Matrix Representations for Scale Functions of Spectrally Negative L\'evy Processes with Rational Jumps

TL;DR

This paper extends the matrix representation of scale functions for spectrally negative Lévy processes from phase-type to matrix-exponential jumps using a novel embedding into rational arrival process-modulated fluid processes.

Contribution

It introduces a new embedding approach into rational arrival process-modulated fluid processes, enabling explicit scale function formulas for general matrix-exponential jumps.

Findings

Provides explicit formulas for scale functions in the general case.

Demonstrates the utility of orbit process representations beyond phase-type distributions.

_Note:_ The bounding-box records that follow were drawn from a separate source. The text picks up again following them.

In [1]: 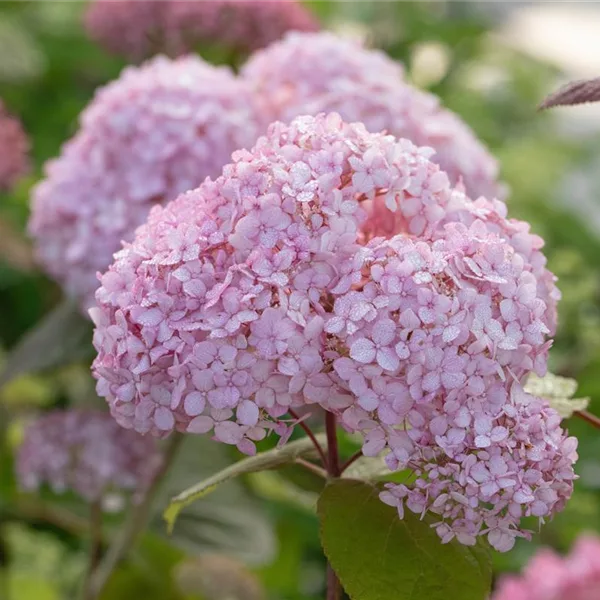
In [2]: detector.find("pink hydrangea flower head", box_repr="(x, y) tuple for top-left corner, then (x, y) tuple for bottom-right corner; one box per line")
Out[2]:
(16, 410), (161, 502)
(492, 535), (600, 600)
(84, 0), (172, 61)
(242, 32), (504, 197)
(170, 0), (319, 53)
(29, 56), (257, 308)
(0, 100), (30, 191)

Recovers known results in the phase-type special case.

Abstract

For a spectrally negative L\'evy process with Laplace transform $\psi$, the $q$-scale function is characterized as the function whose Laplace transform is $(\psi(\cdot)-q)^{-1}$. It has applications in fluctuation theory, for example, exit problems and first hitting probabilities. It is also used in areas like ruin theory, risk theory, continuous state branching processes and optimal control. In this paper, we extend the scale function representation of Ivanovs (2021) from spectrally negative L\'evy processes with phase-type jumps to the general case of matrix-exponential jumps. The extension is non-trivial because the probabilistic arguments employed by Ivanovs rely on an embedding to a Markov-modulated Brownian motion, a framework that does not accommodate the algebraic generality of matrix-exponential distributions. We overcome this limitation by embedding the L\'evy process into a stochastic fluid process modulated by a rational arrival process (RAP), a class of continuous-valued Markov processes driven by orbit processes. This approach yields iterative schemes related to those of Ivanovs (2021) to provide a simple and explicit formula for the scale function. Our method gives the same fixed point when restricted to the phase-type case, and demonstrates the utility of orbit representations in analytical problems beyond the phase-type setting.